Search papers, labs, and topics across Lattice.
This paper systematically compares four LLM-based architectures for automated patching: fixed workflow, single-agent, multi-agent, and general-purpose code agents, evaluating them on patch correctness, efficiency, and failure modes. The study reveals that general-purpose code agents achieve the best patching performance due to their adaptable tool interfaces, while multi-agent systems suffer from high overhead and reasoning drift. The authors demonstrate that architectural design choices are more critical than raw LLM capabilities in determining the reliability and cost of automated patching.

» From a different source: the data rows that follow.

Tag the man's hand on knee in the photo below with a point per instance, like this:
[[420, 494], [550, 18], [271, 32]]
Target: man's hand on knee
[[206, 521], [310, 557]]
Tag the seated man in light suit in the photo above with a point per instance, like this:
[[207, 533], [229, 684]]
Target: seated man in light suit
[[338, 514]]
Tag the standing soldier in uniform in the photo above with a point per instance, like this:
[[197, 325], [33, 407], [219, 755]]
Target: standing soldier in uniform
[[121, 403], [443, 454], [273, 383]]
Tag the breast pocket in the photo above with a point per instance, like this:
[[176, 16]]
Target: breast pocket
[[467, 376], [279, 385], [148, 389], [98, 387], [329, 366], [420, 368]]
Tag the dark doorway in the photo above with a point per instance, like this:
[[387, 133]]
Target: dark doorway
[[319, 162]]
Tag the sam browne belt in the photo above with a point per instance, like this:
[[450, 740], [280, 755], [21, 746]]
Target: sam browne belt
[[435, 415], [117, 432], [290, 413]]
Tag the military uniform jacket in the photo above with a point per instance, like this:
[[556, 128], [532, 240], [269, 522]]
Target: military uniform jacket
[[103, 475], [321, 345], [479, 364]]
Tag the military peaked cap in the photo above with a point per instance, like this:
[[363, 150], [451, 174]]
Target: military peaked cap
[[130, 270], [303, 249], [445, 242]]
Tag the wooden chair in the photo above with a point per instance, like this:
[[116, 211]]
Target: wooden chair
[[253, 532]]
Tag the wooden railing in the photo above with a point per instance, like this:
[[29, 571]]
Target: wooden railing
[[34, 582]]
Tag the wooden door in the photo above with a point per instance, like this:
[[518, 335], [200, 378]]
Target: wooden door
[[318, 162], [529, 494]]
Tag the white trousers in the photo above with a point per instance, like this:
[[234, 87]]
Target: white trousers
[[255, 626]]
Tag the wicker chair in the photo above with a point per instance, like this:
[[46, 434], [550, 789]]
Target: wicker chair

Forget bigger models, better prompting, or more training data: the *architecture* of your LLM-based patching system is the real key to success, with general-purpose code agents surprisingly outperforming specialized multi-agent systems.
Large language models (LLMs) have shown promise for automated patching, but their effectiveness depends strongly on how they are integrated into patching systems. While prior work explores prompting strategies and individual agent designs, the field lacks a systematic comparison of patching architectures. In this paper, we present a controlled evaluation of four LLM-based patching paradigms -- fixed workflow, single-agent system, multi-agent system, and general-purpose code agents -- using a unified benchmark and evaluation framework. We analyze patch correctness, failure modes, token usage, and execution time across real-world vulnerability tasks. Our results reveal clear architectural trade-offs: fixed workflows are efficient but brittle, single-agent systems balance flexibility and cost, and multi-agent designs improve generalization at the expense of substantially higher overhead and increased risk of reasoning drift on complex tasks. Surprisingly, general-purpose code agents achieve the strongest overall patching performance, benefiting from general-purpose tool interfaces that support effective adaptation across vulnerability types. Overall, we show that architectural design and iteration depth, rather than model capability alone, dominate the reliability and cost of LLM-based automated patching.